Doch hat sich Escom-Chef Manfred Schmitt das richtige Angriffsziel für seine Kampagne ausgesucht? Geht der Schuß vielleicht sogar nach hinten los? Wir machen die Probe aufs Exempel. Als Interessentin schickten wir eine Frau vor, die angeblich ein Schreibbüro einrichten will und in puncto Computer überhaupt nicht up to date ist. „Unsere Geräte sind standardmäßig mit ’ner 170-Mäcbyte-Festplatte ausgestattet“, konfrontiert der Verkäufer eines Münchner Vobis-Ladens seine Kundin prompt mit einer neuen Maßeinheit für Massenspeicher. Dabei gibt es einen Mäc (-intosh) hier doch gar nicht zu kaufen.

Das Beratungsgespräch könnte Gerhard Polt als Sketchvorlage dienen. Ein nachdenkliches „Mmmh… Mmmh… Mmmh…“ ist das einzige. was der Mann hinter der Theke unaufgefordert von sich gibt. Der Vobist versucht nicht einmal, die Initiative zu ergreifen und ein echtes Verkaufsgespräch zu führen. Statt dessen zieht er sich wiederholt mit einem Jein aus der Affäre. wenn er Tacheles reden soll. Die Hardwareentscheidung beeinflußt er fast gar nicht, nur mit Microsoft Office als Softwarebündel wähnt er sich auf der sicheren Seite.

Zum Schluß läßt sich der Thekenamateur gerade noch entlocken. daß im Fall der Fälle die Reparaturzeit „zwischen drei Minuten und drei Wochen“ liegen dürfte. Daß Vobis neuerdings für 249 Mark einen 24-Stunden- vor-Ort-Service im Sortiment hat. scheint er nicht zu wissen. Leihgeräte? Gibt’s „je nachdem“. Einen Pudding an die Wand nageln ist leichter, als diese Filiale mit dem Gefühl zu verlassen, beraten worden zu sein.
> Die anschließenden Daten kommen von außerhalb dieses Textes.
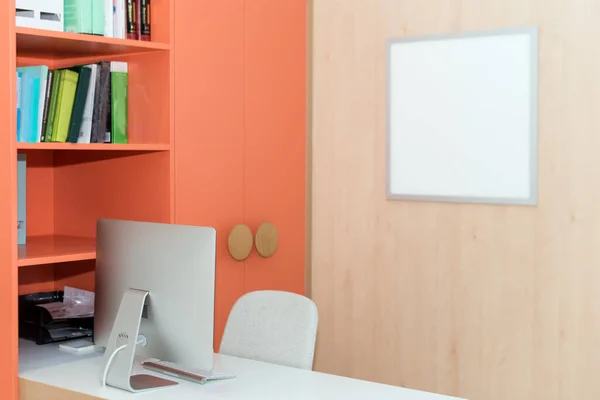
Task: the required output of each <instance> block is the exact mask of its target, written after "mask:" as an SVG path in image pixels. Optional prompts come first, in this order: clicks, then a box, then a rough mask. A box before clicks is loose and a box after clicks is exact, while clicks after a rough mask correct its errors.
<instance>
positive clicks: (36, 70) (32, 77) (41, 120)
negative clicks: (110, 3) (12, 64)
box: [17, 61, 129, 144]
mask: <svg viewBox="0 0 600 400" xmlns="http://www.w3.org/2000/svg"><path fill="white" fill-rule="evenodd" d="M128 80H129V77H128V65H127V63H126V62H120V61H112V62H108V61H102V62H99V63H95V64H88V65H80V66H75V67H72V68H65V69H57V70H50V69H49V68H48V66H46V65H36V66H29V67H19V68H17V141H18V142H28V143H41V142H63V143H64V142H70V143H119V144H125V143H127V142H128V132H127V130H128V121H127V119H128V108H127V103H128Z"/></svg>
Nächster Versuch, selbe Stadt, anderer Vobis: In eine Wolke von Zigarettenqualm gehüllt, fertigt ein dynamischer Kundenberater die Interessenten im Fast-food-Tempo ab. Auch bei unserer Testperson fackelt der Boxenschieber nicht lange. Schon nach dem ersten Stichwort (Schreibbüro) hat er die Patentlösung parat: kein 08/ 15- Modell, sondern den billigsten Colani-Rechner (386 DX-40), dazu einen Deskjet 510, macht zusammen schlappe 2798 Mark. Daß es für 50 Mark mehr schon ein Paket mit HP-Farbdrucker gäbe, bleibt unerwähnt, und an eine Textverarbeitung denkt er auch nicht. Liegt es daran. daß die Kundin ihm gestanden hat, sie bekomme das nötige Geld erst nächste Woche?
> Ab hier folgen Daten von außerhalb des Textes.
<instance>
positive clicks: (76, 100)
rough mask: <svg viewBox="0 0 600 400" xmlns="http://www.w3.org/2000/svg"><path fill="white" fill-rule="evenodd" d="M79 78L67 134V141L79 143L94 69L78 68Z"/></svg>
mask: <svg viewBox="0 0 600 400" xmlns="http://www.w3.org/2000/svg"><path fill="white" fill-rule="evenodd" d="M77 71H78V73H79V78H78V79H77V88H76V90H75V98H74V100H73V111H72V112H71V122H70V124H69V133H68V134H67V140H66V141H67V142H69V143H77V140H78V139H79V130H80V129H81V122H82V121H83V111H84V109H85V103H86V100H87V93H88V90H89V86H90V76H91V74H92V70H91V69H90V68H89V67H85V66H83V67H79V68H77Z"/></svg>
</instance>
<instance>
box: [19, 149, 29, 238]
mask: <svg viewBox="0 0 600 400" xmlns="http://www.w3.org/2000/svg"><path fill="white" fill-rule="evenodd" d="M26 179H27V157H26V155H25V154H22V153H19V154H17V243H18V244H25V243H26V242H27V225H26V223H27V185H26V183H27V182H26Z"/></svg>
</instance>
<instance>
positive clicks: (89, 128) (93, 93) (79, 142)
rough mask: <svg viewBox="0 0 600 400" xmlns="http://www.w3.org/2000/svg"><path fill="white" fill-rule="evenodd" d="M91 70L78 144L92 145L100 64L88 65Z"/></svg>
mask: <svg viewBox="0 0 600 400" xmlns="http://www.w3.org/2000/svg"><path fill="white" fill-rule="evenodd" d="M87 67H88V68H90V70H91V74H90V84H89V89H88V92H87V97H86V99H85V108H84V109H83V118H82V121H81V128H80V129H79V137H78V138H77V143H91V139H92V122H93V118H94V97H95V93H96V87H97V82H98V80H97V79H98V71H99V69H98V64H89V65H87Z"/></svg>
Erst im dritten Münchner Vobis-Laden ist der Verkäufer wirklich bei der Sache. Er trägt sogar korrekt sein Namensschild und strotzt vor Fachwissen in Sachen Hardware. Stolz führt er die Dame zu seinem Lieblingsmonitor, der objektiv das beste Stück im Hause ist. Vor lauter Begeisterung für Localbus und den CHIP-prämierten 15-Zoll-Schirm vergißt er allerdings, der Kundin eine Software anzubieten, mit der sie die Prozessorpower überhaupt nutzen kann. Eine echte Kundin hätte 5045 Mark hingelegt und erst daheim in der Schreibstube gemerkt, daß ihr noch das Textprogramm fehlt.

Vobis-Vorstandsvorsitzender Theo Lieven („Wir sind kein Consulting-Unternehmen.“) weiß durchaus, wie es in seinen Geschäften zugeht. „Sie brauchen nur alle unsere 130 Filialen abzuklappern“, kokettiert er mit dem durchwachsenen Ruf seines Unternehmens, „dann werden sie haarsträubende Sachen finden.“ Doch solange der Umsatz stimmt, ist Lieven nicht aus der Ruhe zu bringen (siehe Interview).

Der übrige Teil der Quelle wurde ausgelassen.